I. compilation questions

Compilation environment requirements:

General:  
    cmake >= 3.1  
    gcc >= 4.8  
    NDK >= r14b  
Model conversion:  
    python >= 3.5  
    onnxruntime >= 1.1  
    onnx-simplifier >= 0.2.4  
    protobuf >= 3.0  

ARMv8.2 compilation error

To support ARMv8.2 compilation, the ndk version must be at least r18b

Windows CUDA Compilation

CUDA Version

  • CUDA 10.2 may produce the error not compatible with Visual Studio. If there is an error cuda_toolset not found, please reinstall CUDA and Visual Studio.
  • If there are multiple versions of CUDA installed, use cmake -T to choose the version you want to build. For example cmake -Tcuda=10.2

II. Model conversion questions

How to support tensorflow, caffe, mxnet models?

  • We support the popular machine-learning training frameworks through intermediate onnx format, and the open source community provides handful tools for converting these frameworks to onnx
  • tensorflow2onnx: typical usage: python -m tf2onnx.convert --inputs-as-nchw [input tensor]: 0 --graphdef [input file].pb --inputs [input tensor]: 0 --outputs [output tensor]: 0 --opset 11 --output [output file].onnx
  • caffe2onnx
  • Mxnet: export onnx model
  • Pytorch: EXPORTING A MODEL FROM PYTORCH TO ONNX

Model alignment troubleshooting

III. Runtime questions

Does it support running on PC

TNN supports compiling and running on linux and windows

How to run bfp16 code

TNNTest's operating parameter -pr is set to LOW

How to convert cv::Mat to TNN::Mat

cv::Mat cv_mat;
MatType mat_type = N8UC4; // if cv_mat.channels() == 3, then mat_type = N8UC3.
DimsVector dims = {1, cv_mat.channels(), cv_mat.rows, cv_mat.cols};
auto tnn_mat = new TNN::Mat(DeviceType, mat_type, dims, (void *)cv_mat.ptr);

Windows CUDA Error

  • Windows CUDA 10.2 error: C:\source\rtSafe\cublas\cublasLtWrapper.cpp (279) - Assertion Error in nvinfer1::CublasLtWrapper::getCublasLtHeuristic: 0 (cublasStatus == CUBLAS_STATUS_SUCCESS) Solution: Download Patch on NVIDIA and install.
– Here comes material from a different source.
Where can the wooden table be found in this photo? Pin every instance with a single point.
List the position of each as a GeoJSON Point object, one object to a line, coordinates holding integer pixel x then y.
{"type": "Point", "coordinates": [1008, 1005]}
Introduction to common error codes.

Status call the description() interface to get more error information description.

0x1002(4098): Model parsing error. Check to make sure ModelConfig configures the file content instead of the file path.

0x6005(24581): The model weights information is missing. The TNN benchmark can only use the proto file, because TNN_BENCHMARK_MODE is turned on, and the weights are automatically generated, which is only used to evaluate the speed.

0x2000(8192): Error message not support model type. To check the Android static library integration link, you need to add -Wl,--whole-archive tnn -Wl,--no-whole-archive, and the iOS library integration link needs to add force_load.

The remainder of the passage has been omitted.